Another reader pointed out the author is comparing on demand ec2 to RDS...
That wasn't clear to me when I made my statement. Party my fault for not
reading the table, it's rather small on my phone.

------
QuinnyPig
Not that it justifies the increasing margin, but cross-AZ data transfer is 2¢
a gigabyte when using EC2, but is free for RDS replication.

------
PaulKeeble
10 years ago developers and ops people were a lot more concerned about being
locked into proprietary products especially to the sort of level of
integration AWS brings.

Eventually I suspect Amazon will be all but required to chase the money and at
that point a lot of companies will really struggle to get off it.
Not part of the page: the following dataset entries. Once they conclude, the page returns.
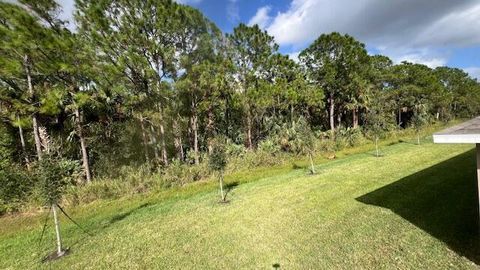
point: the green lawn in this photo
(415, 207)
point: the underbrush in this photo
(131, 180)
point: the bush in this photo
(15, 188)
(269, 146)
(54, 174)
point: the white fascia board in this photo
(456, 138)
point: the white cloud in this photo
(262, 17)
(474, 72)
(424, 56)
(294, 56)
(420, 31)
(189, 2)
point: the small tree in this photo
(419, 119)
(54, 174)
(218, 162)
(378, 121)
(304, 140)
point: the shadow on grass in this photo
(230, 186)
(441, 200)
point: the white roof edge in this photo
(456, 138)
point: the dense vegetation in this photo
(414, 208)
(142, 89)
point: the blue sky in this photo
(435, 33)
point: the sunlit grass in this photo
(348, 215)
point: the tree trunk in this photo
(36, 134)
(162, 134)
(312, 167)
(178, 139)
(86, 166)
(195, 138)
(331, 112)
(339, 119)
(221, 187)
(400, 117)
(249, 130)
(22, 142)
(210, 129)
(145, 141)
(154, 141)
(57, 230)
(291, 113)
(355, 117)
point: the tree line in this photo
(156, 81)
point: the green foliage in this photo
(217, 160)
(15, 188)
(54, 174)
(149, 86)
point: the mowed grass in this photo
(413, 208)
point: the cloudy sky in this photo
(432, 32)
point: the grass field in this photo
(413, 208)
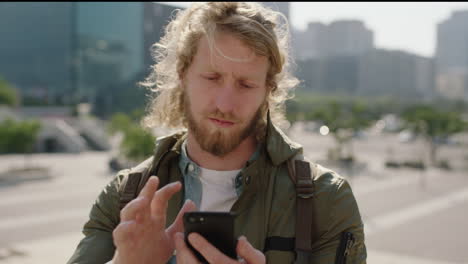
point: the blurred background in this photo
(383, 101)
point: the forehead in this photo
(228, 54)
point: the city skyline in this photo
(414, 30)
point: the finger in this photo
(178, 225)
(210, 252)
(161, 197)
(183, 253)
(123, 232)
(246, 251)
(150, 187)
(129, 212)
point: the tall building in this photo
(396, 73)
(282, 7)
(36, 47)
(78, 50)
(348, 38)
(339, 38)
(452, 56)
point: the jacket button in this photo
(247, 180)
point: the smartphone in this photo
(216, 227)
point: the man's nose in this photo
(226, 97)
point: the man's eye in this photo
(212, 78)
(246, 85)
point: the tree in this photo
(18, 136)
(433, 124)
(8, 94)
(137, 143)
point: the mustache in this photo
(230, 117)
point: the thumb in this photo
(178, 225)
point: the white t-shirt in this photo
(218, 190)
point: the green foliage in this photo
(8, 94)
(338, 116)
(119, 122)
(137, 143)
(18, 136)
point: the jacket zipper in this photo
(346, 243)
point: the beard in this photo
(220, 142)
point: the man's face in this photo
(224, 96)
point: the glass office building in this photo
(78, 50)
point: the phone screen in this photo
(216, 227)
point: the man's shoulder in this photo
(325, 177)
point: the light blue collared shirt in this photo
(193, 186)
(191, 172)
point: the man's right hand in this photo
(141, 236)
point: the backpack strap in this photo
(300, 174)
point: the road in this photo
(410, 216)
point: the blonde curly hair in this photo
(259, 27)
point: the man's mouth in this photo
(221, 123)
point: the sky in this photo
(408, 26)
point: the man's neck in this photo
(234, 160)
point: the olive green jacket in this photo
(265, 208)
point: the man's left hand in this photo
(244, 249)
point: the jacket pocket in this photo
(279, 257)
(346, 243)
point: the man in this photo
(222, 73)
OS/360 is
still going, still charging a fortune for a mainframe.

------
jjirsa
Clearly RDS prints money - doesn’t take a genius to realize AWS has been
trying to duplicate that success with every other OSS db-aaS they’ve launched
since.

Given its success, lack of pricing pressure makes sense - until users go away,
there’s little reason to decrease margins.

------
billman
For someone coming from shops that mostly ran Oracle, RDS pricing is a beyond
awesome.

------
ykevinator
Same experience with document dB. Its wound up being a fraction of the cost to
roll out 3 auto scaling ec2 boxes. Literally a tenth of the cost.

------
andrewaylett
Except it's not, not really -- it's just not kept pace with the decrease in
underlying EC2 cost. It still costs less now for an RDS instance than it did
before.

The premium over raw EC2 has gone up -- from $0.115/h to $0.15/hour -- but
that's only a 30% jump. The total cost has gone down by $0.123/hour, which is
~25%.

------
nickthemagicman
Are there any alternatives that are cheaper though?